Le Parlement a adopté, mardi 7 juillet, le projet de loi n° 51.25 modifiant le dispositif des contrats de formation-insertion gérés par l’Agence nationale de promotion de l’emploi et des compétences (ANAPEC). Après une première adoption en Conseil de gouvernement le 29 janvier 2026 puis son approbation par la Chambre des représentants le 22 juin, le texte a franchi sa dernière étape parlementaire avec son vote par la Chambre des conseillers.
Cette réforme constitue la principale évolution du dispositif d’insertion depuis son instauration en 1993. Elle répond à la volonté du gouvernement de renforcer l’efficacité des contrats de formation-insertion, souvent critiqués pour leur faible taux de transformation en emplois durables. L’objectif est de mieux accompagner les jeunes vers le marché du travail tout en responsabilisant davantage les entreprises bénéficiaires.
La première évolution concerne l’élargissement du dispositif aux jeunes non titulaires d’un diplôme. Jusqu’à présent réservé aux diplômés, le mécanisme intègre désormais le programme Tadaroj, permettant à des jeunes peu qualifiés d’accéder à une première expérience professionnelle dans des secteurs confrontés à des difficultés de recrutement, notamment l’agriculture, le bâtiment et travaux publics, le tourisme, l’artisanat et les métiers du numérique. Les dispositions de la réforme s’appliqueront également aux contrats conclus à compter du 1er janvier 2025, conformément aux mesures transitoires prévues par le texte.
La durée maximale des contrats est également revue à la baisse. Alors qu’elle pouvait atteindre vingt-quatre mois, elle est désormais limitée à douze mois, sans possibilité de renouvellement. En cas de rupture durant les six premiers mois, le bénéficiaire pourra poursuivre son parcours auprès d’un autre employeur, sans dépasser la durée maximale autorisée.

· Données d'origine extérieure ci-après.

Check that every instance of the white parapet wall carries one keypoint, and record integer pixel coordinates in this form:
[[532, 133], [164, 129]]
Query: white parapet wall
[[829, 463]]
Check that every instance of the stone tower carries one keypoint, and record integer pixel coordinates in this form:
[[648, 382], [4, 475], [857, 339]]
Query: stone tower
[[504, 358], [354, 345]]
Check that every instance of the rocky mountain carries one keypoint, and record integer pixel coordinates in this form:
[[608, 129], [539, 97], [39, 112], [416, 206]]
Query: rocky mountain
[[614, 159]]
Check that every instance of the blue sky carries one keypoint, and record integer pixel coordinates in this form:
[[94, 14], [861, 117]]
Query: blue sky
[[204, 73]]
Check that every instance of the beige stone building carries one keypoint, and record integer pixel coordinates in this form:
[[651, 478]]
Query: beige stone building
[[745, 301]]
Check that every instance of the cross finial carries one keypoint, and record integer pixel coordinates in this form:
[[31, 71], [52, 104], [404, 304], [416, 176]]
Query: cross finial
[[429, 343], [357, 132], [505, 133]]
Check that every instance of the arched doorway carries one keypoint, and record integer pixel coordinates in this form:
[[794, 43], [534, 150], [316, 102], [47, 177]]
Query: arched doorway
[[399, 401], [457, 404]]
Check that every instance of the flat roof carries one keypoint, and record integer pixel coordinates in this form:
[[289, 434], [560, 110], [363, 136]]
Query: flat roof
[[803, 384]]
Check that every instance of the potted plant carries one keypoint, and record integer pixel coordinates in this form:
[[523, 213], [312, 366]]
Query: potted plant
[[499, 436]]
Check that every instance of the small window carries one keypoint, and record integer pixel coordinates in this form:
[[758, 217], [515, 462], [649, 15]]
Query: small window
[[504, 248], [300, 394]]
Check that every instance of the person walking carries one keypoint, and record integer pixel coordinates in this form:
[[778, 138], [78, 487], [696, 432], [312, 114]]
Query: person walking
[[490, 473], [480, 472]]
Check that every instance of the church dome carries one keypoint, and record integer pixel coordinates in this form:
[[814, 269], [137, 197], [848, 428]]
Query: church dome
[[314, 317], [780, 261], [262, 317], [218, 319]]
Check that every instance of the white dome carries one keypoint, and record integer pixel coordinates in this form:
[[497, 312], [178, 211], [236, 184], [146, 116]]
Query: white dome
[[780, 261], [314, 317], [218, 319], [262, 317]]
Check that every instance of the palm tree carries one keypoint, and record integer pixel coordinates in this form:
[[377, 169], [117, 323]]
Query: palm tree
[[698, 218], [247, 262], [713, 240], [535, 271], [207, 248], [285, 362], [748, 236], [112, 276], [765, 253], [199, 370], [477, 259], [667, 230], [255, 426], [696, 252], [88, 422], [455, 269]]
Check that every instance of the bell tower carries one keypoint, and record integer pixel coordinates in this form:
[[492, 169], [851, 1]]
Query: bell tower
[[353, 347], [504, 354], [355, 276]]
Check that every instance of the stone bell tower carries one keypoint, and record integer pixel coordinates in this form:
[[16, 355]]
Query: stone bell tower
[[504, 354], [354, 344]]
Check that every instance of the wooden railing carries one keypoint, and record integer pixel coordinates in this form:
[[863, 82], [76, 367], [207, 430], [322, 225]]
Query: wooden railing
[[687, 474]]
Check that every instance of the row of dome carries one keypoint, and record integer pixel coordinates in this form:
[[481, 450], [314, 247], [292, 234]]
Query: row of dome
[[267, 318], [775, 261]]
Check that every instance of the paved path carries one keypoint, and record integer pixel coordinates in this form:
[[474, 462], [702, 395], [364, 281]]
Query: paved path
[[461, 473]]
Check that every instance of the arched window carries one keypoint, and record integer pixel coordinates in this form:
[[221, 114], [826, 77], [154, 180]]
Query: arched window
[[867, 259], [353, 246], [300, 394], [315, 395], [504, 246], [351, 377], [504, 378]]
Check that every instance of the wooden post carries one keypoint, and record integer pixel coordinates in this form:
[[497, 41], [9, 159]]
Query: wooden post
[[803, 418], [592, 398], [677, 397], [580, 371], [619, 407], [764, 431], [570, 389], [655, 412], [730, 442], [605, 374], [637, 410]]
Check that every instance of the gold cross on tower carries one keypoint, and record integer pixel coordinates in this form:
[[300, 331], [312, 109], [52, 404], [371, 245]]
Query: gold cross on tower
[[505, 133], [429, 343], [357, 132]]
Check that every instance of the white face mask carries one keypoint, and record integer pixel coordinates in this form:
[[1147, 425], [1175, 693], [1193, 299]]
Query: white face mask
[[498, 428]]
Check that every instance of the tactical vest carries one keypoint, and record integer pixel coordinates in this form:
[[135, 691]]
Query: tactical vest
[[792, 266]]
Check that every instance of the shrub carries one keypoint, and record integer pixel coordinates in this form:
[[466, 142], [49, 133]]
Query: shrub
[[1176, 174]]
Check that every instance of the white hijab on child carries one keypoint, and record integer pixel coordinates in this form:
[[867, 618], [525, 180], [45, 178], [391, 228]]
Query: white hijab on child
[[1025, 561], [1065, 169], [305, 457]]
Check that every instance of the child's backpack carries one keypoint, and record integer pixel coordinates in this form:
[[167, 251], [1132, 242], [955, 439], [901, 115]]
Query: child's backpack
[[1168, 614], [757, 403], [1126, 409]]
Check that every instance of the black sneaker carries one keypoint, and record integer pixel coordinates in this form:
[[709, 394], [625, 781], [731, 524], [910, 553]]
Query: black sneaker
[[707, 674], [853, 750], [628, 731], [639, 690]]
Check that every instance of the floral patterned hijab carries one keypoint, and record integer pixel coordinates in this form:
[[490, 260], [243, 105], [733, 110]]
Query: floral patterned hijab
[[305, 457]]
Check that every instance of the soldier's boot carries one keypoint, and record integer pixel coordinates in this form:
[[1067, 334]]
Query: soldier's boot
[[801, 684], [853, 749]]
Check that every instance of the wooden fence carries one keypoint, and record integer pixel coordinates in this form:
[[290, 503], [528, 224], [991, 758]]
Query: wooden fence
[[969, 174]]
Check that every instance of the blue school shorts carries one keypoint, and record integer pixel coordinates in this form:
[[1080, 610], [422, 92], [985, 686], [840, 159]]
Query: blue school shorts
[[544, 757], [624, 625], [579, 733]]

Le texte maintient les principaux avantages accordés aux bénéficiaires. La gratification mensuelle reste exonérée de l’impôt sur le revenu dans la limite de 6 000 dirhams par mois, tandis que l’État continue de prendre en charge la couverture médicale obligatoire. À l’issue du contrat, ou en cas de recrutement avant son terme, l’employeur devra également remettre au bénéficiaire une attestation précisant la durée de la formation-insertion, les missions exercées ainsi que les compétences acquises.
La réforme introduit surtout une nouvelle obligation pour les entreprises. Désormais, elles devront atteindre un taux d’intégration en contrat à durée indéterminée d’au moins 60 % des bénéficiaires ayant achevé leur parcours afin de continuer à bénéficier du dispositif. Cette disposition vise à faire du contrat de formation-insertion un véritable outil d’accès à l’emploi durable plutôt qu’une simple période de stage.
Le non-respect de cet objectif entraînera des sanctions progressives. Les entreprises n’ayant procédé à aucune embauche pourront être exclues du dispositif pendant 24 mois. Cette durée sera ramenée à 18 mois lorsque le taux d’intégration est inférieur à 30 %, à 12 mois lorsqu’il est compris entre 30 % et 50 %, puis à 6 mois lorsqu’il se situe entre 50 % et 60 %.
Le projet de loi prévoit également qu’un décret fixera le nombre maximal de bénéficiaires pouvant être accueillis par une même entreprise en fonction de ses effectifs. Cette disposition vise à prévenir le recours excessif aux contrats de formation-insertion et à garantir que ceux-ci demeurent un outil d’insertion vers l’emploi.
Les avantages fiscaux et sociaux associés au dispositif sont maintenus. Les entreprises qui recrutent un bénéficiaire à l’issue de son contrat continueront de bénéficier de l’exonération de l’impôt sur le revenu pendant 24 mois, dans la limite d’un salaire brut mensuel de 10 000 dirhams. Elles continueront également à bénéficier de la prise en charge par l’État des cotisations patronales dues à la CNSS, dans les conditions et selon les modalités prévues par les textes réglementaires encadrant le dispositif d’appui à l’emploi.
Avec cette réforme, le gouvernement entend renforcer l’efficacité des politiques publiques d’insertion professionnelle en rapprochant davantage les contrats de formation-insertion de l’emploi durable. Désormais adopté par les deux Chambres du Parlement, le projet de loi n° 51.25 entrera en vigueur après sa promulgation par Dahir et sa publication au Bulletin officiel, tandis que plusieurs décrets d’application viendront préciser les modalités de sa mise en œuvre.